Мольтке, зардевшись, как юноша, тихо сознался, что в революцию 1848 года он испытал сильное душевное потрясение.
– Какое же? – удивился Бисмарк.
– Я уже собрал вещи, хотел бежать в Австралию, где, по моим расчетам, еще лет двести не будет никаких революций.
– Мольтке, что бы вы делали в Австралии?
– Я бы разводил там белые розы… на продажу.
– Какие там, к черту, розы? Там овцы, Мольтке.
– Ну разводил бы овец. Какая разница?
– Вы очень наивный человек.
– Возможно, – согласился Мольтке. – Теперь-то я вижу, что моя слабость могла бы стать непоправимой бедой…
– Для всей Германии! – подхватил Бисмарк.
Парижская коммуна оставила шрам на его сердце; сразу же после «кровавой бани» канцлер обратился к кабинетам Европы с призывом воссоздать Священный союз монархов против коммунизма и Интернационала. Опасность коммунизма, предупреждал Бисмарк, лишь притушена, но огонь где-то еще полыхает внизу, угрожая вновь вырваться наружу. «Призрак бродит по Европе – призрак коммунизма!» – эти слова проняли канцлера до озноба в костях… Бисмарк развил свой план: «Используя страх перед Интернационалом, восстановить Россию против Франции, как страны Коммуны и красных вообще, и завоевать на свою сторону Австрию». Пресловутая роль жандарма Европы, в которой обвиняли николаевскую Россию, теперь должна перейти к бисмарковской Германии!

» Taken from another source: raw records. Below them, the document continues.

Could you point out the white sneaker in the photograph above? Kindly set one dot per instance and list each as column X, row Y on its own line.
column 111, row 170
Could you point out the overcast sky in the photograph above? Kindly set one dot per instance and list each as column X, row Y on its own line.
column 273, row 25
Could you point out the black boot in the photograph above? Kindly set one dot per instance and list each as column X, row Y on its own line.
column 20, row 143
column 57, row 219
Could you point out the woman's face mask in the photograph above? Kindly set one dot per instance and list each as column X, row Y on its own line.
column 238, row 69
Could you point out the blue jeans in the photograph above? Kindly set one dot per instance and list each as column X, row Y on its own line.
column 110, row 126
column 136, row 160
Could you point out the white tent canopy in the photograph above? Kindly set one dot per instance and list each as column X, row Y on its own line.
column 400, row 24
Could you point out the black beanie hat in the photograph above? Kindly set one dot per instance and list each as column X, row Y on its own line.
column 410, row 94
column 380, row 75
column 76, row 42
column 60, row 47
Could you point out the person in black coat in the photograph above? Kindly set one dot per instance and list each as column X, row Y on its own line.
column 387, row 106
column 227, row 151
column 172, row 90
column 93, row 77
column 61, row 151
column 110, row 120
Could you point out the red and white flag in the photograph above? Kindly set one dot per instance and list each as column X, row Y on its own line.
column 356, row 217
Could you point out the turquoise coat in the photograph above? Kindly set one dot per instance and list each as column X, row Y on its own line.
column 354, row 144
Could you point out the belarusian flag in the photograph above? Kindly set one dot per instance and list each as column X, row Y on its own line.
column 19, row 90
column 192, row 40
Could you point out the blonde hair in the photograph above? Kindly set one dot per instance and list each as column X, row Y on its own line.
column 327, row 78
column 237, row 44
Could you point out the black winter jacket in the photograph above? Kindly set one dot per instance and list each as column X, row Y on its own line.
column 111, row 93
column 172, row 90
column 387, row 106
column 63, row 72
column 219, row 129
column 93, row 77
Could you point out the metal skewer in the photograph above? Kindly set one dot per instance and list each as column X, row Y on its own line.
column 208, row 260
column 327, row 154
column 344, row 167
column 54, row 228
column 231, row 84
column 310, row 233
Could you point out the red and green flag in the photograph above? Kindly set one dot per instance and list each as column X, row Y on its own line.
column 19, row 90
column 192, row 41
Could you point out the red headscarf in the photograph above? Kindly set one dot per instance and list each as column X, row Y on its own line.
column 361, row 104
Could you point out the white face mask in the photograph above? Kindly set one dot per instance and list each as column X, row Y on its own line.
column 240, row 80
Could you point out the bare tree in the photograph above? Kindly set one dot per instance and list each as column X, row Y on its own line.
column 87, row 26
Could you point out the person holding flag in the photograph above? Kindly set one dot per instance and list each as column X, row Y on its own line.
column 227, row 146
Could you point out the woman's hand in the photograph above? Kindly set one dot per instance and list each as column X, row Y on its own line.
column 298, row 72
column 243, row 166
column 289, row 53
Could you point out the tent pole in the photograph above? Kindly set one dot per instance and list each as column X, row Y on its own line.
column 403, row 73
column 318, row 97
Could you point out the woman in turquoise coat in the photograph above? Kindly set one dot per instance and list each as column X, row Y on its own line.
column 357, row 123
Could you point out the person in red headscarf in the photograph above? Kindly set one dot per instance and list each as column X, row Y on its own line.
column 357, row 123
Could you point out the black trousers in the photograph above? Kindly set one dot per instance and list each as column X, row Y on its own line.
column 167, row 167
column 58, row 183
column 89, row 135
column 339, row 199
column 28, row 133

Александр II летом 1871I года пил воды в Эмсе; из тиши курортной благодати он горячо поддержал проект Бисмарка. Затевалось нечто удушающее… Горчаков говорил Тютчеву:
– Я уже наблюдал однажды кошмарное видение из Апокалипсиса. Это было в пору моей юности – в Лондоне… По улицам, грохоча и почти разваливаясь, промчался дилижанс с пьяным кучером, а внутри дилижанса вовсю дрались пассажиры. Европа напоминает мне сейчас этот сумасшедший дилижанс…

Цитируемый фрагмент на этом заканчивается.